Limitations and When Not to Use This
The paper's applicability hinges on the assumption that reasoning and style can be cleanly separated at the token level, which may not hold for all task domains—for creative writing, poetry, or highly domain-specific reasoning where style and correctness are entangled, this partitioning breaks down. The approach also requires a sufficiently capable teacher model and a student model that has at least minimal reasoning ability; if the student is far below a performance threshold, its contributions may introduce noise that degrades the hybrid data quality. The paper doesn't address computational cost or provide wall-clock time comparisons, making it unclear if TESSY is practical for large-scale deployment with huge synthetic datasets.
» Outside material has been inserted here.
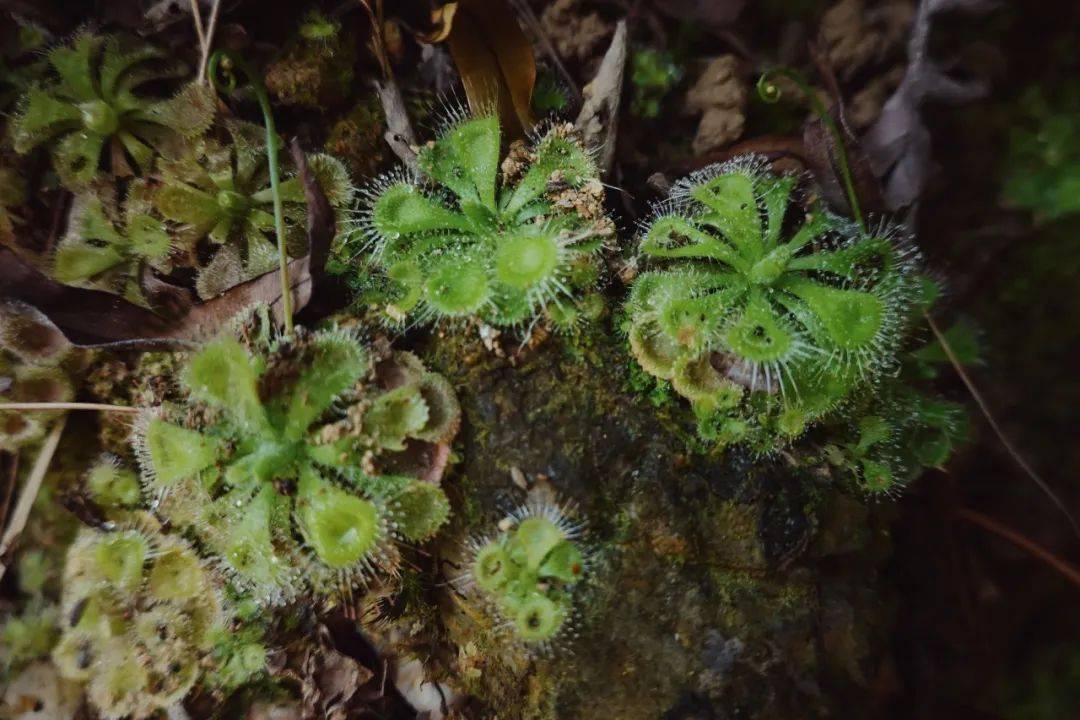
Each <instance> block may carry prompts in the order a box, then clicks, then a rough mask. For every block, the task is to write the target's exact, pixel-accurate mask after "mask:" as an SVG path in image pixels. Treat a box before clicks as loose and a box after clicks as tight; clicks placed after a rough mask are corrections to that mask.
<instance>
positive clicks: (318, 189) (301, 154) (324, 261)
mask: <svg viewBox="0 0 1080 720" xmlns="http://www.w3.org/2000/svg"><path fill="white" fill-rule="evenodd" d="M291 149H292V151H293V162H295V163H296V169H297V176H298V177H299V178H300V185H301V186H302V187H303V198H305V200H306V201H307V204H308V248H309V256H310V258H311V262H310V269H309V270H310V273H311V276H312V279H313V281H314V282H316V283H318V282H319V281H320V280H322V279H323V276H324V275H325V273H326V260H327V259H329V256H330V243H333V242H334V235H335V234H336V232H337V218H336V216H335V214H334V208H333V207H332V206H330V201H329V199H327V198H326V193H325V192H323V188H322V186H320V185H319V179H318V178H316V177H315V175H314V173H312V172H311V168H310V167H309V166H308V157H307V155H306V154H305V152H303V149H302V148H301V147H300V141H299V140H298V139H296V138H293V142H292V145H291Z"/></svg>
Additionally, the framework requires explicit design choices (which tokens are reasoning-critical) that may be task or model-specific, limiting generalization—there's no clear guidance on how to make these decisions for new domains without manual annotation or extensive tuning.
Research Context
This work builds on a decade of research in knowledge distillation and synthetic data generation, but identifies a failure mode specific to reasoning models (like large language models trained on code and math) that previous distillation work didn't address. It relates to concurrent work on model alignment and style-transfer in NLP, as well as emerging research on 'reasoning collapse' in distillation—where student models fail to acquire reasoning abilities from teachers despite learning surface patterns. The paper advances the intersection of distillation, curriculum learning, and multi-agent training, opening a research direction around adaptive task partitioning for synthetic data generation. Future work likely extends this to automatically discover reasoning-critical positions, apply TESSY across heterogeneous model families, and scale it to reasoning benchmarks like MATH-500 or AIME.